The Hunter Research Foundation (HRF) welcomed economist Dr Alan Rai to its research team this month.
Alan joined the HRF as Principal Economic Research Fellow from the CSIRO’s Energy Technology Centre, where he was part of their economics team examining costing and policy implications for CSIRO projects.
A Hunter local, who moved to Australia with his family from India when he was five and came to Newcastle when he was 10, Alan attended St Mary’s High School in Gateshead and St Francis Xavier senior school, before completing a double degree in commerce and economics from the University of Newcastle.
On graduating from his degree in 2003, Alan completed an honours year at Macquarie University before transitioning from a summer cadetship with the Reserve Bank of Australia into their graduate program. He spent seven years at the Bank, during which time he also completed his doctoral study, through the University of New South Wales, on the relationship between financial markets and the economy. He then lectured in Finance at Macquarie University before joining CSIRO in April 2013, bringing his wife and son back to their home town to be close to family.

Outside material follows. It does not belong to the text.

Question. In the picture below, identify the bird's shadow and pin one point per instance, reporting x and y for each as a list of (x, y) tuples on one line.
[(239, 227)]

Family was not the only motivation that drove Alan back to the Hunter.
“I also wanted to bring my skills and training and put them to use in the Hunter and its community,” Alan said.
“I applied some of those skills and training at the CSIRO, though not to the extent I desired, as much of what we did had a nation-wide effect rather than being Region-specific.”
Alan anticipates that his new role, as Principal Economic Research Fellow, will provide him with an opportunity to drill down into the Hunter economy and the many issues affecting it. He is also looking forward to playing an active role in the Foundation’s more commercially-focused contracted research program.
“The HRF also offers the chance to develop my expertise beyond pure research and add more client-focused, outward-facing engagement to my skills set.”
The Hunter Research Foundation (HRF) Centre is focussed on delivering independent and engage regional research and analysis. It represents a partnership forged between the long-standing Hunter Research Foundation and the University of Newcastle.